BRC1 and PIN1 act in parallel. (A-H) PIN1:PIN1-GFP expression in wild type, SL synthesis mutants and candidate SL signalling mutants. All images taken with identical settings, using hand sections through the basal inflorescence internode. (I) Quantification of PIN1-GFP fluorescence on the basal plasma membrane in candidate SL signalling mutants, n=40 membranes per genotype (five in each of eight plants, except max4-5 with 10 in each of four plants), bars indicate s.e.m.

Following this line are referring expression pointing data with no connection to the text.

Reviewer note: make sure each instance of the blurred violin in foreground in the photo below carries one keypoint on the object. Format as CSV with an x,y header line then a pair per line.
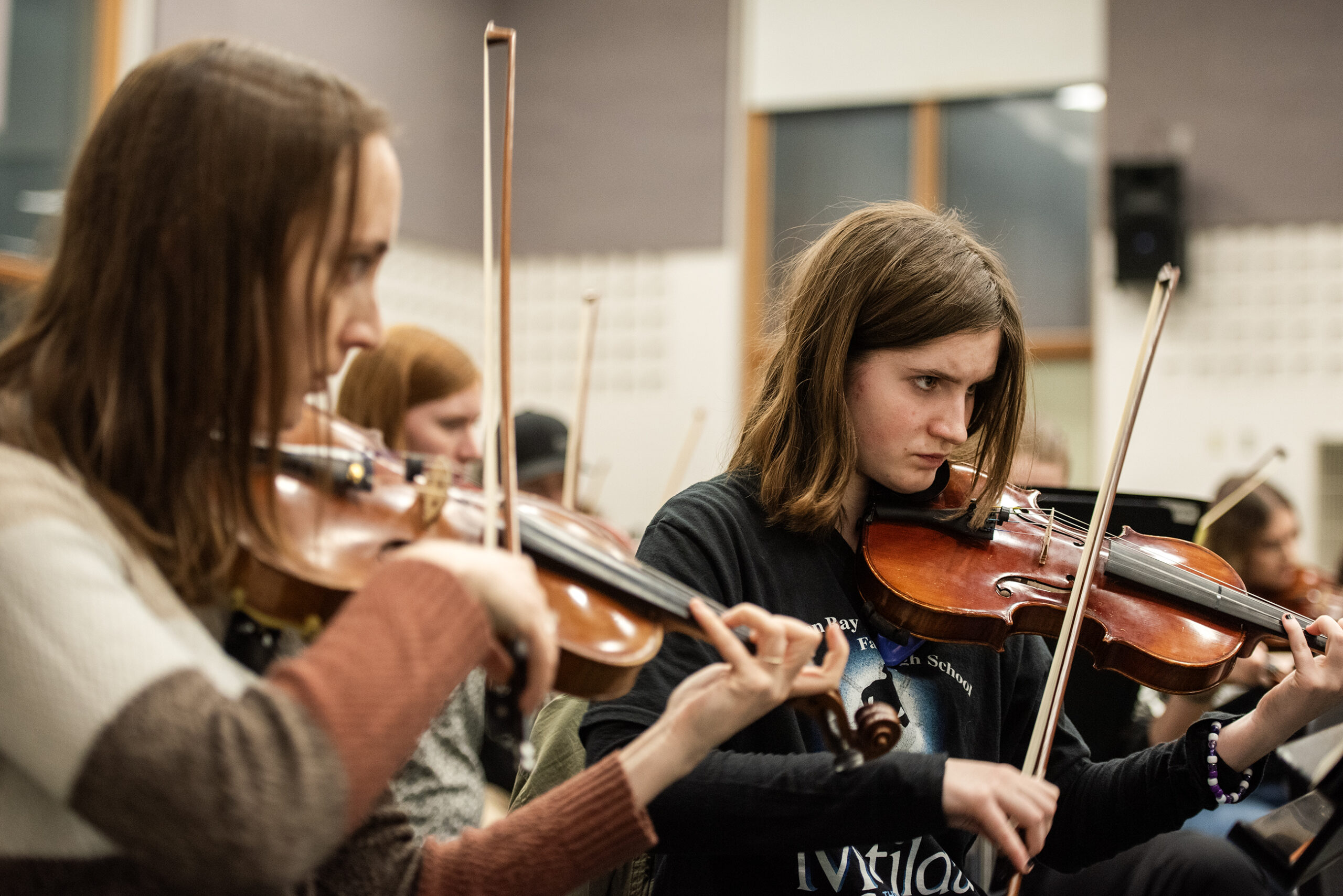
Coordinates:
x,y
1169,614
343,503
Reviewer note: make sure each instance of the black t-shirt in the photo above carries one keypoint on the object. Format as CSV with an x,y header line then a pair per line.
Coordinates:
x,y
768,813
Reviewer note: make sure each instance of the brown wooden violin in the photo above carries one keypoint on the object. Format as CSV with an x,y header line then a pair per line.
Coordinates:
x,y
1169,614
1313,593
344,503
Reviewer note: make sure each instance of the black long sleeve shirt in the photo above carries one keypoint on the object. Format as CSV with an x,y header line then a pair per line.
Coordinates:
x,y
768,813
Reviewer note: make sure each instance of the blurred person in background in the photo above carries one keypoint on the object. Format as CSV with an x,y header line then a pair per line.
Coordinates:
x,y
420,390
423,394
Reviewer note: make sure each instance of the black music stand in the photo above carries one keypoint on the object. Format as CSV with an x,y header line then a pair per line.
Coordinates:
x,y
1295,842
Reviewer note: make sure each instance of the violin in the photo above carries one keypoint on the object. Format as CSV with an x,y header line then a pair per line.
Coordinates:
x,y
1169,614
1311,594
344,503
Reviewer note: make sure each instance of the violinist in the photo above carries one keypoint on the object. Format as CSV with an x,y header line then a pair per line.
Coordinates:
x,y
423,394
902,339
222,229
1259,538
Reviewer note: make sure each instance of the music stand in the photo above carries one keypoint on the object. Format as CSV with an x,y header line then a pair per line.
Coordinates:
x,y
1295,842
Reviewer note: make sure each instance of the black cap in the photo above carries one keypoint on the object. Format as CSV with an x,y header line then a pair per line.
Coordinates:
x,y
541,442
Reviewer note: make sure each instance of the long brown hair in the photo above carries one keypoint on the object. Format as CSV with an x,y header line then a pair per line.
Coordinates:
x,y
887,276
1234,532
159,338
410,366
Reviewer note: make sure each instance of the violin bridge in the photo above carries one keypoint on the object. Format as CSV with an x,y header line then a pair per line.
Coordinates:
x,y
1049,532
433,489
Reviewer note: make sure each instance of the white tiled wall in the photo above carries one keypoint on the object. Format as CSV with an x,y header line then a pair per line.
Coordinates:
x,y
1252,356
668,343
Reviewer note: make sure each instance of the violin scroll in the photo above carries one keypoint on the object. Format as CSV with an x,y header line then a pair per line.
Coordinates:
x,y
876,734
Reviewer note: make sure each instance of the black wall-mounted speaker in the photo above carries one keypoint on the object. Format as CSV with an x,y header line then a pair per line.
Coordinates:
x,y
1146,219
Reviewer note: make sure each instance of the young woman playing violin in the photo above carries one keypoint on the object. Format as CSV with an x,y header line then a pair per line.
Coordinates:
x,y
902,342
222,230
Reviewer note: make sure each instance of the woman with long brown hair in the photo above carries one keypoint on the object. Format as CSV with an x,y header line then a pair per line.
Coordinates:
x,y
222,230
902,347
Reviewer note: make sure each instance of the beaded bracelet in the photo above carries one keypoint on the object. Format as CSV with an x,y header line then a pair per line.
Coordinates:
x,y
1212,772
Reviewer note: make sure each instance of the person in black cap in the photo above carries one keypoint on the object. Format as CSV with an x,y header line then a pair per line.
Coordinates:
x,y
541,442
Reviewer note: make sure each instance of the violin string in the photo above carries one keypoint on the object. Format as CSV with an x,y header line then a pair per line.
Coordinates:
x,y
1234,595
1078,530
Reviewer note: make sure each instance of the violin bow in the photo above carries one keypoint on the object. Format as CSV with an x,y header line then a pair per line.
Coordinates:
x,y
1255,478
1052,705
683,458
574,451
504,454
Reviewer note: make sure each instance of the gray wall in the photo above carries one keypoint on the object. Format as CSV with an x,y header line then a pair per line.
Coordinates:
x,y
1250,93
621,108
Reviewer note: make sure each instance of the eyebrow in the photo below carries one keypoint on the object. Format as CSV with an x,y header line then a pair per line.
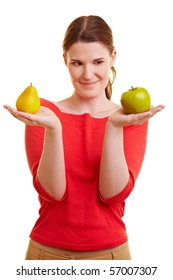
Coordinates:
x,y
100,58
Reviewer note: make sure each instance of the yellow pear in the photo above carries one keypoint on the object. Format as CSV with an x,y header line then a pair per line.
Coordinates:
x,y
28,101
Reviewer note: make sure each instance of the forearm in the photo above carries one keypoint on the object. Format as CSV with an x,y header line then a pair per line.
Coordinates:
x,y
114,173
51,169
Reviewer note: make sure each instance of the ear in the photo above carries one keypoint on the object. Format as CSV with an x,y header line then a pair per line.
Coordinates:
x,y
112,58
65,59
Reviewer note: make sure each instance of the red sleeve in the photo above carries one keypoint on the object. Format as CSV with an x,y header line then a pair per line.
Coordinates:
x,y
34,138
135,139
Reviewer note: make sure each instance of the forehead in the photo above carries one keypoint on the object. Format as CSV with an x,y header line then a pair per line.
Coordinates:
x,y
93,50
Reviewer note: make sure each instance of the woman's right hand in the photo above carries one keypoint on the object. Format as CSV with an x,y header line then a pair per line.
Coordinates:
x,y
44,118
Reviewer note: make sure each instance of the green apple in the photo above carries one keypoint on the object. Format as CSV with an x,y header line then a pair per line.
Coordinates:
x,y
135,100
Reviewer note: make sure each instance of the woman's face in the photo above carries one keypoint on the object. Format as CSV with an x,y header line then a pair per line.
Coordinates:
x,y
89,67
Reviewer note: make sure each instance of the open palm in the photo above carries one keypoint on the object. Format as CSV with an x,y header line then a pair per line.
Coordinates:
x,y
45,117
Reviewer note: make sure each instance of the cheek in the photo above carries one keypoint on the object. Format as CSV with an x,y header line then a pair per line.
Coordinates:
x,y
74,74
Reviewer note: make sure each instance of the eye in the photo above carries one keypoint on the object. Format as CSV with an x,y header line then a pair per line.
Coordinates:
x,y
76,63
97,62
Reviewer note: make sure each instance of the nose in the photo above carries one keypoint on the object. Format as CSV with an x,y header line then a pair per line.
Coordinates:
x,y
87,72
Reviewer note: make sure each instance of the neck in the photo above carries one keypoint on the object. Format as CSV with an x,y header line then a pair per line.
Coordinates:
x,y
93,106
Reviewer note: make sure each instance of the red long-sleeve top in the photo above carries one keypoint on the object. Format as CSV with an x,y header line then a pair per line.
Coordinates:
x,y
83,220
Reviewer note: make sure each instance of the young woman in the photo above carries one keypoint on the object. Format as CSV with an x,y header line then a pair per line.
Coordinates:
x,y
85,154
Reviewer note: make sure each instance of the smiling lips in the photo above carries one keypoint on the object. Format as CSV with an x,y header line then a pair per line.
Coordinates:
x,y
88,83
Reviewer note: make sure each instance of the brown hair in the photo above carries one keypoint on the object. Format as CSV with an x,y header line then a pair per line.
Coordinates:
x,y
91,29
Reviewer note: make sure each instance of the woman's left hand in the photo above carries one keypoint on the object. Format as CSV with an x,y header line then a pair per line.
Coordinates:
x,y
119,118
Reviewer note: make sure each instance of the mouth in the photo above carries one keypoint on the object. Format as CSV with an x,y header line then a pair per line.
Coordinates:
x,y
89,83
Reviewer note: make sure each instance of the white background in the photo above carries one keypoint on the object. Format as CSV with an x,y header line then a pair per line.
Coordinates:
x,y
30,51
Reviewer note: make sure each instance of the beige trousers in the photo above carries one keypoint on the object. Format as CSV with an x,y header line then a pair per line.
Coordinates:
x,y
37,251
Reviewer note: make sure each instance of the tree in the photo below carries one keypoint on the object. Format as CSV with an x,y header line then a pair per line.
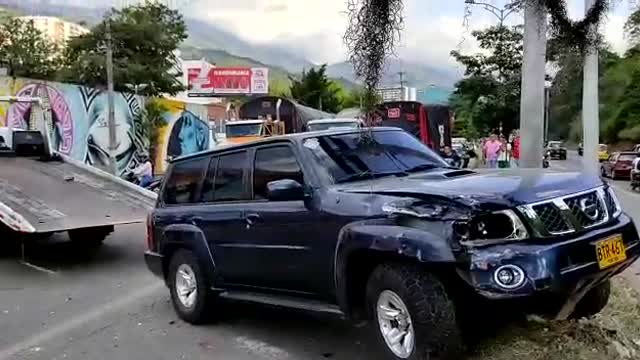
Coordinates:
x,y
489,96
26,52
316,90
145,38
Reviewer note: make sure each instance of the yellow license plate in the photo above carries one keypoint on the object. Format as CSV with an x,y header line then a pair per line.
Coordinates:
x,y
610,251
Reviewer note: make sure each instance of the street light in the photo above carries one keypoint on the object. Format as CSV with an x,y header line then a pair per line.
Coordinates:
x,y
501,13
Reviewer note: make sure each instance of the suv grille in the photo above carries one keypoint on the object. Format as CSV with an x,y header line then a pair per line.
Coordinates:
x,y
551,218
571,213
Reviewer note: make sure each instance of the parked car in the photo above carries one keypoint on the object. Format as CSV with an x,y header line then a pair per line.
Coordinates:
x,y
337,123
556,150
375,226
603,152
618,165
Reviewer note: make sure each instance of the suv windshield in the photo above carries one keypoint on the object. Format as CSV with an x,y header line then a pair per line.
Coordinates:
x,y
371,154
333,125
238,130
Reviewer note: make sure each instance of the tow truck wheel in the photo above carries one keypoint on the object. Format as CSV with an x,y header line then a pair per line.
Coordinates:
x,y
412,315
192,299
593,302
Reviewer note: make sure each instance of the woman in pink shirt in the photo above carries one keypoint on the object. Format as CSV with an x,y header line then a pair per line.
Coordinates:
x,y
492,150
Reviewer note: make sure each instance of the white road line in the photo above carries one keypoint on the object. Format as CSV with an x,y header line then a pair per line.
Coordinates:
x,y
39,339
39,268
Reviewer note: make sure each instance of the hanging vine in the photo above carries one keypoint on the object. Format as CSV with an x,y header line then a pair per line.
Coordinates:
x,y
372,34
578,34
375,26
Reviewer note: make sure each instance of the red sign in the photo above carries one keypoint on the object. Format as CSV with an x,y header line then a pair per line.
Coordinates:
x,y
393,113
214,81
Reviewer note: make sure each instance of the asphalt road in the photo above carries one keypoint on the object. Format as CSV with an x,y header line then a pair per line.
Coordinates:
x,y
104,304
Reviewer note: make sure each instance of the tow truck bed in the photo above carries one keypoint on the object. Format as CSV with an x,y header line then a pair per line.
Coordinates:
x,y
57,196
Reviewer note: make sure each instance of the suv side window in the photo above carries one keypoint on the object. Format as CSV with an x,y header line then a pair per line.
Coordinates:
x,y
184,181
229,182
271,164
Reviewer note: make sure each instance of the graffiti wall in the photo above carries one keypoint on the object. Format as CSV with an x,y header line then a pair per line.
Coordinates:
x,y
79,115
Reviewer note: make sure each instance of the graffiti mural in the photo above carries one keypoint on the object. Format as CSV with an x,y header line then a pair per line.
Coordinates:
x,y
184,132
80,124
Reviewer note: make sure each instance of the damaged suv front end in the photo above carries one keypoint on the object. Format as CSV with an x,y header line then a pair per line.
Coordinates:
x,y
563,246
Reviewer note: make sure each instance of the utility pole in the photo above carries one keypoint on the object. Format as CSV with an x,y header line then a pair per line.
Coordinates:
x,y
532,103
501,13
590,105
111,121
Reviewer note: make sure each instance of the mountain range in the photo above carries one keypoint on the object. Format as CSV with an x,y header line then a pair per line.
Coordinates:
x,y
225,48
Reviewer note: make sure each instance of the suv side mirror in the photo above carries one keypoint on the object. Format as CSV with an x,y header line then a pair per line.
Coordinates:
x,y
285,190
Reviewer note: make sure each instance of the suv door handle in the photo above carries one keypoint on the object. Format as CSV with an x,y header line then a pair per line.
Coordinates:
x,y
252,219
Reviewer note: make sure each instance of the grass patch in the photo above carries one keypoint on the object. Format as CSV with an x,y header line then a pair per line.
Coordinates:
x,y
613,334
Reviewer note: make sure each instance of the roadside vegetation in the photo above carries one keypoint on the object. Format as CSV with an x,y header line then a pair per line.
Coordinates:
x,y
613,334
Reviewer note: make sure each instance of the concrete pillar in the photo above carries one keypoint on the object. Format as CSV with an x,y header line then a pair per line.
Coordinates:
x,y
533,86
590,107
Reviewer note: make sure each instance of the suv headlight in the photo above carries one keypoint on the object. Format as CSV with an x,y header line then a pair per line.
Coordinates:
x,y
499,225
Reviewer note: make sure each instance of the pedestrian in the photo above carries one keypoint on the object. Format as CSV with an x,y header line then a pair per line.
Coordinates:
x,y
451,157
473,159
503,157
491,150
515,151
144,172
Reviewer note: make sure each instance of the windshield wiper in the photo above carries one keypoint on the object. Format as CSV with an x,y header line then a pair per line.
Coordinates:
x,y
423,167
369,175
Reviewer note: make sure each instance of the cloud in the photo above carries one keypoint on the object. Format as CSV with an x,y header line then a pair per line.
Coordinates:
x,y
314,28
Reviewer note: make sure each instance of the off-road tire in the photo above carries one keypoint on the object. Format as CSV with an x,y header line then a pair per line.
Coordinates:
x,y
593,302
432,311
201,312
90,237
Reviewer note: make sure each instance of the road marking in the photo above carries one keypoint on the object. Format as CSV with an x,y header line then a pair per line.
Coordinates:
x,y
39,268
261,348
39,339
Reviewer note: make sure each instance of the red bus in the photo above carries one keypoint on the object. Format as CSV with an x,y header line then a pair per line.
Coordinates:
x,y
431,124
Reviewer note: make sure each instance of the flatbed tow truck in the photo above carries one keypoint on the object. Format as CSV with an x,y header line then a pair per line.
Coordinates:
x,y
43,192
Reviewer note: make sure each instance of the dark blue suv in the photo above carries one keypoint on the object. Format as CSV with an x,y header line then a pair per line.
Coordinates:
x,y
372,225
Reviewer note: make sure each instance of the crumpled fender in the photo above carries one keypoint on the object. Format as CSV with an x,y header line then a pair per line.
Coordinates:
x,y
385,236
191,237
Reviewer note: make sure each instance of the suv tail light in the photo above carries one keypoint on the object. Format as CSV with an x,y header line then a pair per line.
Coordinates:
x,y
151,244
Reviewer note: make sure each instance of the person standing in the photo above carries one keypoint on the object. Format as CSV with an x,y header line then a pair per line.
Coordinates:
x,y
515,151
491,151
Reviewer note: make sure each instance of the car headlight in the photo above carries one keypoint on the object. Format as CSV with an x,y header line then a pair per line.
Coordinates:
x,y
503,225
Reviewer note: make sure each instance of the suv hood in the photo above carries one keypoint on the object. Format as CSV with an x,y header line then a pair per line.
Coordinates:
x,y
503,189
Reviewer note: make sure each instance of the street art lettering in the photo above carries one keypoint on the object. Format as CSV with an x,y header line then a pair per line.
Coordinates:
x,y
80,124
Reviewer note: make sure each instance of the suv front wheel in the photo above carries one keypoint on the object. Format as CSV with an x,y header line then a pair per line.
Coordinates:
x,y
413,317
191,297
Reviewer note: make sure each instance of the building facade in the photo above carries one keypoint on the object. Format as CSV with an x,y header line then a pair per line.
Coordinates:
x,y
55,29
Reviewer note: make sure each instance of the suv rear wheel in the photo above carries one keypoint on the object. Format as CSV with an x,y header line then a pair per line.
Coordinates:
x,y
192,299
413,317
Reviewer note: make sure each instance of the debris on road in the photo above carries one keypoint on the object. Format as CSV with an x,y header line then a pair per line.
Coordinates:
x,y
612,334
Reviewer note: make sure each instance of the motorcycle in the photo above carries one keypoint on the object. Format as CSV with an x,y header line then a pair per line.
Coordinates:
x,y
154,185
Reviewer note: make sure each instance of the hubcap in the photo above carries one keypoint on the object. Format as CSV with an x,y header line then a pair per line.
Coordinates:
x,y
395,324
186,287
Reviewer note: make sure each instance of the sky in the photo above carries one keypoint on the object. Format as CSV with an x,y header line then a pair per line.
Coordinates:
x,y
315,27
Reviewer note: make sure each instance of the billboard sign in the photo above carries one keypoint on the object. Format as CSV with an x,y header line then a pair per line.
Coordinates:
x,y
221,81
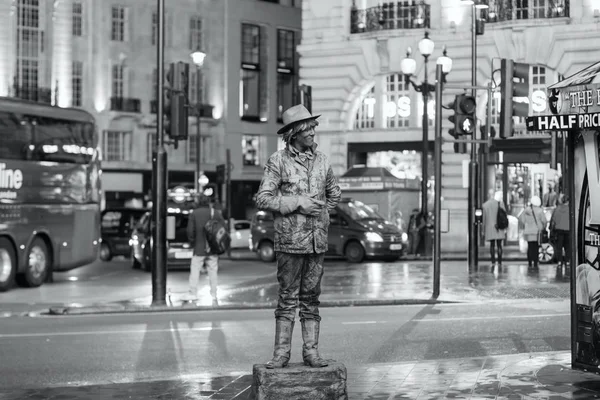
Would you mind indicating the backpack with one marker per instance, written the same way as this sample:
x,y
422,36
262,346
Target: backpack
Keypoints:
x,y
501,218
217,234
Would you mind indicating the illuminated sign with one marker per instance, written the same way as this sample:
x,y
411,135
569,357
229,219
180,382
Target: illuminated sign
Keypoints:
x,y
563,122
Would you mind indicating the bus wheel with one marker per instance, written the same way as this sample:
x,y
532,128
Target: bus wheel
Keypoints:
x,y
8,265
38,265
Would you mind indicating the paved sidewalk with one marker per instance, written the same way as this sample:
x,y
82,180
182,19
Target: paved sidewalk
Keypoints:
x,y
523,376
344,284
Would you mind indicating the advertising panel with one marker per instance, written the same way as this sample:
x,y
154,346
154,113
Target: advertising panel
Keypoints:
x,y
576,109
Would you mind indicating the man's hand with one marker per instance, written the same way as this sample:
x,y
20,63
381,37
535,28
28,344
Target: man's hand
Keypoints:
x,y
310,206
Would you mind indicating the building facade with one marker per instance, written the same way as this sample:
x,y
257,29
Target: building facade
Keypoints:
x,y
351,54
101,56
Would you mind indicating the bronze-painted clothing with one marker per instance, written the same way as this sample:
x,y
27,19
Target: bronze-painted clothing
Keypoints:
x,y
299,277
287,177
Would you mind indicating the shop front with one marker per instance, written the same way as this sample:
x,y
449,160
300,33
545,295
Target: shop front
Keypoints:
x,y
576,108
519,168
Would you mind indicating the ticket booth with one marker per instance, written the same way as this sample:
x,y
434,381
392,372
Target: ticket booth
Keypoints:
x,y
575,107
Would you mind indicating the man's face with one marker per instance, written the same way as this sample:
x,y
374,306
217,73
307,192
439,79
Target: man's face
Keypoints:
x,y
306,139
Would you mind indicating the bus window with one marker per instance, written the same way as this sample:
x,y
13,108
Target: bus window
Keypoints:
x,y
62,140
14,137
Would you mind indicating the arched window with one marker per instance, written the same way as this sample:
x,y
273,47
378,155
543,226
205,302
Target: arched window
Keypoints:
x,y
397,102
365,115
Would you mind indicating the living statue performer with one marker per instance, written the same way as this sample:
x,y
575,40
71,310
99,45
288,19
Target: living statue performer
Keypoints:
x,y
299,188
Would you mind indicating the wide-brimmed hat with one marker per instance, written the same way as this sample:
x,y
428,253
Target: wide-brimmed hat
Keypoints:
x,y
294,115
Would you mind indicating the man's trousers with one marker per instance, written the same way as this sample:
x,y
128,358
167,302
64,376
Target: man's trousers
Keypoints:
x,y
299,277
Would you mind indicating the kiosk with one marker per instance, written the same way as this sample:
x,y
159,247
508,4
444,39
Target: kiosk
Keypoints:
x,y
575,106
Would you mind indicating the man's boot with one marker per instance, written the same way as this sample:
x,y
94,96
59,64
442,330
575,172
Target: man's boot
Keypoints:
x,y
283,343
310,350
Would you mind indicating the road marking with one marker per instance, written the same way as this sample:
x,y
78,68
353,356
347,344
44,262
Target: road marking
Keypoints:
x,y
20,335
495,317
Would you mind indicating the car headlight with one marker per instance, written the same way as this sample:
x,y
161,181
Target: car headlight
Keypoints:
x,y
373,237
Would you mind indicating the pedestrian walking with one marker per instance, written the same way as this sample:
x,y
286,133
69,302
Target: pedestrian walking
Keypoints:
x,y
531,222
491,232
202,260
559,229
299,187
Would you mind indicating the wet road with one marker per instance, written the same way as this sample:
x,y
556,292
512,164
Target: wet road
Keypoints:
x,y
67,350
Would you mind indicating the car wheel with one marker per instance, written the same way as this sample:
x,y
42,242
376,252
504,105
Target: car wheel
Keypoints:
x,y
354,252
266,251
8,265
38,265
105,253
546,253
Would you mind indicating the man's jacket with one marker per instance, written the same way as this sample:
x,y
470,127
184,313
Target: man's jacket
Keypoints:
x,y
286,178
195,229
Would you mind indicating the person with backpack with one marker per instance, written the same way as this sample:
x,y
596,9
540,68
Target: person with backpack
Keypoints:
x,y
531,222
495,222
300,189
203,258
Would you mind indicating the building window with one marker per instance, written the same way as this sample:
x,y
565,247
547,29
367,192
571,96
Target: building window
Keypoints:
x,y
118,24
196,86
195,41
117,145
250,149
521,9
287,78
154,28
253,101
397,102
77,18
365,115
117,81
77,83
29,49
151,139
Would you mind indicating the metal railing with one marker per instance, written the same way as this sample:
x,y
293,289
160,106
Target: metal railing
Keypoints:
x,y
391,15
125,104
37,94
514,10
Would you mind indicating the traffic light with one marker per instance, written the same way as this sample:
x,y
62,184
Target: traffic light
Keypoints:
x,y
176,107
463,119
514,83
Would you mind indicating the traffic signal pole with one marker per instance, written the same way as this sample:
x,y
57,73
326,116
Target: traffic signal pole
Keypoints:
x,y
473,168
159,201
437,207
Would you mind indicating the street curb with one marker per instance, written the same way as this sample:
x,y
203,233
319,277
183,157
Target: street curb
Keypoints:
x,y
122,309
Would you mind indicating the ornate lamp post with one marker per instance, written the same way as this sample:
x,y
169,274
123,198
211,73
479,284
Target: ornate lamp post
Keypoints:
x,y
408,67
198,59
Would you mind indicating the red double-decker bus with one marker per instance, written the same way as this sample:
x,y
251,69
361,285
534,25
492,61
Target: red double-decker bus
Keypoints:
x,y
50,191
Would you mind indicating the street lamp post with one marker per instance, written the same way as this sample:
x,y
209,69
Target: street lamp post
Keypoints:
x,y
408,67
473,201
198,59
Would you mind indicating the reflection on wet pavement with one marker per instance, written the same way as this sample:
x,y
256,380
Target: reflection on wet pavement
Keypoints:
x,y
414,280
522,376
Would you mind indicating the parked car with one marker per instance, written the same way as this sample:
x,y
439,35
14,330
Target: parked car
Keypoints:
x,y
116,227
356,231
240,232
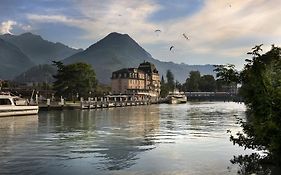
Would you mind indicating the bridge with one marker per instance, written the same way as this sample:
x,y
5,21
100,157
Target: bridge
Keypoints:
x,y
213,96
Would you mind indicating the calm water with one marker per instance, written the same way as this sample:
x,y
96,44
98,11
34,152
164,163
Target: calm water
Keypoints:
x,y
157,139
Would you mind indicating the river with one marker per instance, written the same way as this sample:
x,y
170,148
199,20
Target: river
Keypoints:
x,y
188,138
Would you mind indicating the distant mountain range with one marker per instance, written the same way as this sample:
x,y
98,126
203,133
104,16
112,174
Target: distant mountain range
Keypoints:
x,y
39,51
12,60
115,51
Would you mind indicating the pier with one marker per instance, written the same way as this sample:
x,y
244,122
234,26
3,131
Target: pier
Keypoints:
x,y
109,101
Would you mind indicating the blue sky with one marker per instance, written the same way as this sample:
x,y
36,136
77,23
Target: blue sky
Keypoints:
x,y
219,31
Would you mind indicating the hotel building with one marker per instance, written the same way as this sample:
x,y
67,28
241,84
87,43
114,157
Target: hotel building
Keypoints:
x,y
141,81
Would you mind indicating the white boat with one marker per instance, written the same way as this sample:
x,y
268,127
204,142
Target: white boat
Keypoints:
x,y
176,97
14,105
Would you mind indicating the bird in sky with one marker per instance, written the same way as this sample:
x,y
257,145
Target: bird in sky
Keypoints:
x,y
186,37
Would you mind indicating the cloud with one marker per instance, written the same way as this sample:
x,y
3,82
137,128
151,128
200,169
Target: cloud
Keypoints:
x,y
219,30
49,18
7,26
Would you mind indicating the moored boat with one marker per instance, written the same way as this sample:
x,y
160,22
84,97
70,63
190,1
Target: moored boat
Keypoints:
x,y
14,106
176,97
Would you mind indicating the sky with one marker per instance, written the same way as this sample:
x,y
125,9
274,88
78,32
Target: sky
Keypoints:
x,y
218,31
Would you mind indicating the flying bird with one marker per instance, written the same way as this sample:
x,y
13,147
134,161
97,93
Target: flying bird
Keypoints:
x,y
184,35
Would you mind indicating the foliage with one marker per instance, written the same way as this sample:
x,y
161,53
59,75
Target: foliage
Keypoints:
x,y
74,79
164,91
261,90
207,83
170,80
192,83
227,73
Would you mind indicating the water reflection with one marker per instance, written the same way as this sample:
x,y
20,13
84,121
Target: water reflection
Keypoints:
x,y
110,134
15,134
156,139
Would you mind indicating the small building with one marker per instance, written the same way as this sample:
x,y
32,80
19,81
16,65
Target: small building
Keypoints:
x,y
141,81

Bars with the same letter are not significantly different from each other (ANOVA, Tukey HSD test). (J) Relative expression in max2-1 and tir3-101 of BRC1 in actively growing buds normalised to Col-0, as assessed by qPCR. n=3 biological replicates per genotype, and three technical replicates per biological replicate. Error bars indicated s.e.m. of biological replicates.